45 Pour ce qui est de cette dernière, toutefois, il a fait la critique de la philosophie de Sartre [48] et s’est rapproché des thèses philosophiques de Heidegger, où, comme nous l’avons vu, la question de l’angoisse est fondamentale dans l’inflexion décisive de la condition de Dasein, du pôle de l’inauthenticité à celui de l’authenticité. C’est par ce chemin que Lacan a forgé l’opposition théorique entre les registres du mot vide et du mot plein, [49] comme correspondant à l’opposition introduite par Heidegger entre les registres du bavardage et du mot véritable.
46 Or, l’opposition entre les registres du mot plein et du mot vide renvoie à une autre opposition théorique, établie plus tôt par Lacan [50], [51] entre les registres du moi et du sujet (JE). En effet, tandis que le registre psychique du moi est marqué par l’aliénation et l’inauthenticité, le registre du sujet de l’inconscient est le signe par excellence de l’authenticité.
47 Cependant, l’angoisse émerge dans le champ du psychisme au passage crucial du registre du moi à celui du sujet, par lequel le mot plein fait son inflexion et s’énonce par la cassure du registre du mot vide, lorsque le sujet de l’inconscient devient présent par les diverses formations de l’inconscient décrites par Freud. Bref, c’est par ce biais que le désir devient présent dans le champ de l’existence.
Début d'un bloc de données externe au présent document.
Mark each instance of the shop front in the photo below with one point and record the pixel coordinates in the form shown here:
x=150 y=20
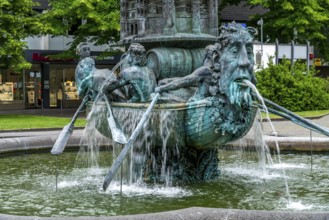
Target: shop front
x=47 y=84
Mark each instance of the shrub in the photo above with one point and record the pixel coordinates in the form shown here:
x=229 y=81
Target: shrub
x=291 y=87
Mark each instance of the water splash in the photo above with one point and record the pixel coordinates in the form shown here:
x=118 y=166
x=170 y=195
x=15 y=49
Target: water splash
x=260 y=98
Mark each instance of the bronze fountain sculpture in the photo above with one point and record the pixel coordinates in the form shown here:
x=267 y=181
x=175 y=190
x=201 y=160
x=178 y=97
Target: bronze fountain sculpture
x=178 y=60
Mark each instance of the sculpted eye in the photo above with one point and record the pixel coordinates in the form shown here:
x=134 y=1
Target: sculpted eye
x=234 y=50
x=250 y=50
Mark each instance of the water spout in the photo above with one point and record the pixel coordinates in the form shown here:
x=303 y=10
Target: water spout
x=275 y=133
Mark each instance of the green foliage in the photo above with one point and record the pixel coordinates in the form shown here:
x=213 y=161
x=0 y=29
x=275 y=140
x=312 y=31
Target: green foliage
x=290 y=87
x=299 y=20
x=17 y=21
x=19 y=122
x=101 y=20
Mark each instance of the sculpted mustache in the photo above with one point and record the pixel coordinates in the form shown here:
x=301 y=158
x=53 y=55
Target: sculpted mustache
x=238 y=96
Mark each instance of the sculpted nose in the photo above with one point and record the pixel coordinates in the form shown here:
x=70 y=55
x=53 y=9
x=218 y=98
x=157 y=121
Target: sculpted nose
x=243 y=58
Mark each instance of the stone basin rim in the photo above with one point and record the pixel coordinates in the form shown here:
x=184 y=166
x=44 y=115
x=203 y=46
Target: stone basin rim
x=200 y=213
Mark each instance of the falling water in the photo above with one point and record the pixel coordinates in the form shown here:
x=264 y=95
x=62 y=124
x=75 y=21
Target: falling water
x=260 y=98
x=92 y=139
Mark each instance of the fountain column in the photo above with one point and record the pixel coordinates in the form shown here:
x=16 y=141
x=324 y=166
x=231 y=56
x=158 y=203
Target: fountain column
x=196 y=17
x=169 y=14
x=213 y=17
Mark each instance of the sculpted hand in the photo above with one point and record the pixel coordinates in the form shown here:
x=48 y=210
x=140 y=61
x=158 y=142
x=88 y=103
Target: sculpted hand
x=157 y=89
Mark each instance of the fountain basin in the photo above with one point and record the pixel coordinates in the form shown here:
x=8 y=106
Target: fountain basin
x=34 y=176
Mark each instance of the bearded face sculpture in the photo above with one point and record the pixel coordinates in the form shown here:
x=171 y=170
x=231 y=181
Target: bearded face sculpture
x=232 y=112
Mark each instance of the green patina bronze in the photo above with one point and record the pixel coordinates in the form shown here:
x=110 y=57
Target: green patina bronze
x=175 y=50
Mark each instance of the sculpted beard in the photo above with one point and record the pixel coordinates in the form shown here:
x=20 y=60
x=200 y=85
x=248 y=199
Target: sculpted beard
x=239 y=95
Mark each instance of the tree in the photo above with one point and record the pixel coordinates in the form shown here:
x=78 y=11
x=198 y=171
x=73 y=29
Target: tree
x=96 y=21
x=17 y=21
x=298 y=20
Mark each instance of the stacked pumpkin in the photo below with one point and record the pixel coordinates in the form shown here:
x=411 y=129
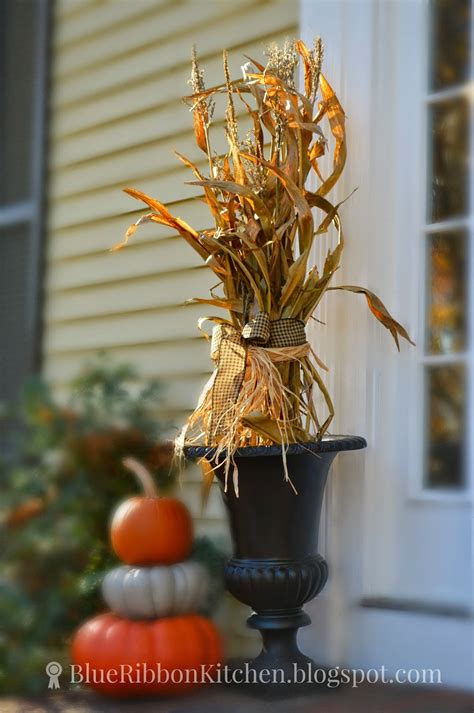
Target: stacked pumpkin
x=151 y=642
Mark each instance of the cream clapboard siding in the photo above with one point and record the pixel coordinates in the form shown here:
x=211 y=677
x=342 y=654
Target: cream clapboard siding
x=119 y=70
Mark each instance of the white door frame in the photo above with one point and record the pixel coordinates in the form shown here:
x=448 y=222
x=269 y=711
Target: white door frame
x=375 y=60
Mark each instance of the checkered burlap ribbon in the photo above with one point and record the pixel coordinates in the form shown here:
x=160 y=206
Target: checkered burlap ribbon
x=229 y=351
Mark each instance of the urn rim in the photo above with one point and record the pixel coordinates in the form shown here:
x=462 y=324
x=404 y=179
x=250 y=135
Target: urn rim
x=328 y=444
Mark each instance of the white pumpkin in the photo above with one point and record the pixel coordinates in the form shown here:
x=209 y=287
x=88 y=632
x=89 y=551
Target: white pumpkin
x=152 y=592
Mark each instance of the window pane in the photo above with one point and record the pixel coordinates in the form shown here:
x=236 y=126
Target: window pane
x=15 y=358
x=447 y=291
x=449 y=157
x=450 y=28
x=445 y=440
x=17 y=51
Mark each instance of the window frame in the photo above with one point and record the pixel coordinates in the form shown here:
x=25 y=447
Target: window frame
x=31 y=212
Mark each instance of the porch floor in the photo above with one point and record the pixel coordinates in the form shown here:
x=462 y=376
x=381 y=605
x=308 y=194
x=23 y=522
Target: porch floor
x=219 y=699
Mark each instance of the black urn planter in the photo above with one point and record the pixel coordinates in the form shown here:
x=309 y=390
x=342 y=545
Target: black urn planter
x=276 y=567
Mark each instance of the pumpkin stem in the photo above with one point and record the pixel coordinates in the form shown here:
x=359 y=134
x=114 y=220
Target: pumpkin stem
x=143 y=475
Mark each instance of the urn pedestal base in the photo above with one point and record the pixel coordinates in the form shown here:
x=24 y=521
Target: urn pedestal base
x=276 y=589
x=275 y=568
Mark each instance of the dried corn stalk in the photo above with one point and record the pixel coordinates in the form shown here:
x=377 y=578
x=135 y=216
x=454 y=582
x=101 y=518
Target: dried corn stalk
x=262 y=390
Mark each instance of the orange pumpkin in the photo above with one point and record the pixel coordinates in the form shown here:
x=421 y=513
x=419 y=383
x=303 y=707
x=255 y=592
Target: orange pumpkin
x=108 y=648
x=151 y=529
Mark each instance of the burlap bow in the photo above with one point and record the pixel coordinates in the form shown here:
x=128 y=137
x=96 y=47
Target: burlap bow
x=229 y=350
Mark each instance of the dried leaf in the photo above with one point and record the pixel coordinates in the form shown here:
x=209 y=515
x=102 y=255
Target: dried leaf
x=379 y=310
x=336 y=118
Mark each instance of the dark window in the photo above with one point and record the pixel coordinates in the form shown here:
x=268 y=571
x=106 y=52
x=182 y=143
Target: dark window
x=448 y=247
x=24 y=28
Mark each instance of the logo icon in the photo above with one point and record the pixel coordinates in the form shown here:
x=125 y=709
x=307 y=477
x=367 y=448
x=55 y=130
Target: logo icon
x=53 y=670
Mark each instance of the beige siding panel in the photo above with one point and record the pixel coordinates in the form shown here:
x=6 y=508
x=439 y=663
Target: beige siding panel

48 Ainsi, si dans la topique centrée sur l’Imaginaire Lacan conçoit l’angoisse dans sa conjonction avec la problématique du trauma [52], dans la topique centrée sur le Symbolique, par contre, l’angoisse est perçue dans l’inflexion cruciale et le pli existant entre les registres du moi et du sujet, par lequel le mot plein s’énonce à la place du mot vide. Cependant, dans les termes de la rhétorique du discours freudien, l’angoisse est conçue par Lacan comme angoisse de castration. [53] C’est donc par une référence essentielle à la question de la castration, que la dimension de la finitude présente dans le registre du sujet de l’inconscient est mise en évidence, révélant alors la dite inconsistance ontologique.
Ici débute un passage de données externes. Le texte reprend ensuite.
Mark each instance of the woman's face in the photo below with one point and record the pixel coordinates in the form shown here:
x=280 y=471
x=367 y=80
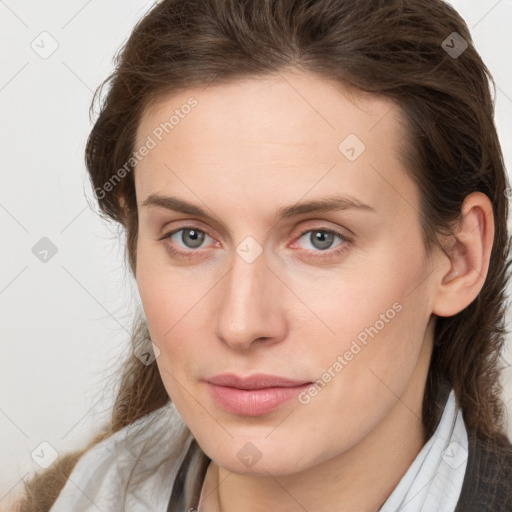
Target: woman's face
x=279 y=235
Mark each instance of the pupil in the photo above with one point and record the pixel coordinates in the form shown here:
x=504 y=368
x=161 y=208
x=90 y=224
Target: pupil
x=324 y=239
x=193 y=234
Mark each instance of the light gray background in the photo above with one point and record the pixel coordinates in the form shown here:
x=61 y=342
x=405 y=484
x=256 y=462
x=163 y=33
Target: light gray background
x=66 y=323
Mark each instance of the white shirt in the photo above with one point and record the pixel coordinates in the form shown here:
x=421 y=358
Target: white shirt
x=134 y=469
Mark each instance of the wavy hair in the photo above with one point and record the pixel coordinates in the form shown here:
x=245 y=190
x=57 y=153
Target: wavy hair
x=386 y=47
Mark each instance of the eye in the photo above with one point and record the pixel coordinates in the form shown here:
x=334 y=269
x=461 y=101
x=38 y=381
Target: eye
x=323 y=242
x=186 y=237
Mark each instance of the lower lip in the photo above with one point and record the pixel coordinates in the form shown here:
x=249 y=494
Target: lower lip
x=253 y=402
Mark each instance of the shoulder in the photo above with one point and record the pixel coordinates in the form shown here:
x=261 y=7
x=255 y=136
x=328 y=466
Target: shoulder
x=130 y=470
x=487 y=483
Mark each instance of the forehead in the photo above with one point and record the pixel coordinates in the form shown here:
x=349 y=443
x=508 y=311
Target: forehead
x=281 y=136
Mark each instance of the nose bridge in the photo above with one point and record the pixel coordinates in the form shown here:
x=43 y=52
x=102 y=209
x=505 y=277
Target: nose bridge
x=248 y=307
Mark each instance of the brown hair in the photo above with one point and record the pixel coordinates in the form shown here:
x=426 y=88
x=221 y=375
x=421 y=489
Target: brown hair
x=392 y=48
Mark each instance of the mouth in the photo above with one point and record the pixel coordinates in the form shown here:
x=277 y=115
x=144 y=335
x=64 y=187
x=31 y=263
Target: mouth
x=254 y=395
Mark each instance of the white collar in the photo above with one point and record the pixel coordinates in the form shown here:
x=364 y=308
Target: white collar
x=434 y=480
x=134 y=469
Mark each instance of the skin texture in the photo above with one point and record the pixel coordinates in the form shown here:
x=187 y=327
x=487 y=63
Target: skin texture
x=247 y=149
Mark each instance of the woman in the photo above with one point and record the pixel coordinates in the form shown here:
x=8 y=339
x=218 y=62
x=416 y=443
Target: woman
x=328 y=338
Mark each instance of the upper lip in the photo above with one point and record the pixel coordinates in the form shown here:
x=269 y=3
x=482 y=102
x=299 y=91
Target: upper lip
x=258 y=381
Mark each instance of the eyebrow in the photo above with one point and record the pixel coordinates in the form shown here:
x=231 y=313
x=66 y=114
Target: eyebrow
x=324 y=205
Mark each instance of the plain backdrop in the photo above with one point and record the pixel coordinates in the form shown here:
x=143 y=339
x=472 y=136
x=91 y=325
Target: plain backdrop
x=66 y=320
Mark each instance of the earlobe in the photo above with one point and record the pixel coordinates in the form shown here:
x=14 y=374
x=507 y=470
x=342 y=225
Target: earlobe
x=465 y=261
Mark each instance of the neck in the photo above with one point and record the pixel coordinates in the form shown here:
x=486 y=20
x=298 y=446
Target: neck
x=360 y=479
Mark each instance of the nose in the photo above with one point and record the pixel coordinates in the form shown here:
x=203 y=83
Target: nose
x=251 y=305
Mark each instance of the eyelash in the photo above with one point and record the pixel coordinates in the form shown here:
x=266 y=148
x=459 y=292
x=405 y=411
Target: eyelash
x=325 y=254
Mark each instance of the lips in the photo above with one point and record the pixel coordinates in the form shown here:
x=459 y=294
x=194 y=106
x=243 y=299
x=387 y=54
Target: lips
x=254 y=395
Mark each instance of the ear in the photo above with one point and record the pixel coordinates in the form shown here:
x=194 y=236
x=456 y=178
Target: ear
x=465 y=262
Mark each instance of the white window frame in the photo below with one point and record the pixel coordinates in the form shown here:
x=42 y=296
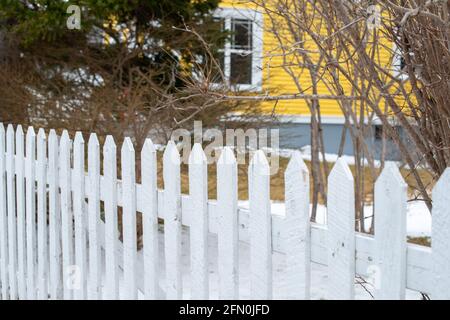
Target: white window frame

VII. DE LA SEXUALITÉ À LA MORT
49 Décidément, le discours freudien s’inscrit dans la tradition théorique du penser l’inconsistance ontologique du sujet de la modernité, en révélant les impasses qui se présentent à lui. C’est pourquoi la position de l’angoisse est une position stratégique dans ce discours, et que Freud s’est fait nettement reconnaître comme l’un des théoriciens majeurs de l’angoisse dans la modernité, avec les auteurs de la philosophie existentielle.
50 Sur ce point, il faut dire que Freud a formulé différentes conceptions à propos de l’angoisse, d’abord quand il est passé de la première topique à la seconde [54], puis lorsqu’il est passé de la première théorie des pulsions à la seconde [55]. Le passage de la première conception de l’angoisse à la seconde se trouve dans l’essai sur « L’inquiétante étrangeté [56] », publié en 1919. Là, en effet, il esquissait déjà une autre lecture de l’angoisse, mais la présentait encore dans la rhétorique conceptuelle de la première lecture. Mais lorsqu’il décrit les questions du double, de la dépersonnalisation et de la fragmentation corporelle [57], son discours introduit déjà clairement la question de l’inconsistance ontologique présente dans la modernité, et d’une façon beaucoup plus radicale que dans sa conception théorique précédente.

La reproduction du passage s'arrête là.